Es tan fuerte la tradición y la costumbre en todos los aspectos que las perspectivas morales se hayan en relación con la cultura de cada grupo. En este contexto, todo político deberá ser respetuoso y tratar de comprender esas tradiciones y costumbres, tener una mentalidad abierta y ser muy sensible a esas costumbres y prácticas societales.
Esta moralidad que nace de las tradiciones y costumbres es combatida, muy a menudo, por los modernizadores, sin entender que ellos mismos son producto de una moralidad de grupo. La realidad, es que debemos de aprender a convivir dentro de diversas perspectivas morales.
La lucha de moralidades, a veces se expresa en forma de racismo, de discriminación, de insulto, de exclusión, que el político democrático debe procurar no caer.
Desde luego, no se puede olvidar que el político comprende la realidad desde su marco conceptual, determinado a su vez por una compleja combinación de factores que incluyen nuestra cultura y nuestra historia. Por eso el político requiere, más que otros, una sólida formación para hacer de él un ser universal alimentado por una diversidad de realidades locales y grupales.
Este ejercicio entre la universalidad y las particularidades, hacen del buen político un ser que traspasa del político cimarrón al político estadista. Por eso, se debe hacer un esfuerzo de lograr la expresión del conjunto para comprender la realidad, para compensar nuestras diversas creencias y alcanzar una representación del mundo mucho más completo.
Estas ideas, desde luego, nos pueden conducir a una relatividad absoluta que nos puede negar toda posibilidad de explicación de las acciones de los políticos, en este caso, el mundo, la universalidad, podría carecer de valores.

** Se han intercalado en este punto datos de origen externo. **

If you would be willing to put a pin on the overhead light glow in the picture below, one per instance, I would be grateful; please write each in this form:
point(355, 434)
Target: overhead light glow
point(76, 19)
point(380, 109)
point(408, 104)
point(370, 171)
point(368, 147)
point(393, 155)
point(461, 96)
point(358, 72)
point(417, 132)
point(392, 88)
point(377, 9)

Por esta razón, los políticos no deben alejarse, a mi parecer, de una idea universal de la democracia y reconocer, en su caso, las particularidades.
En verdad, nuestros políticos en su gran mayoría, caen en la universalidad o en la particularidad, pocos saben combinar ambas expresiones, pero por lo regular, algunos son cimarrones, es decir, silvestres.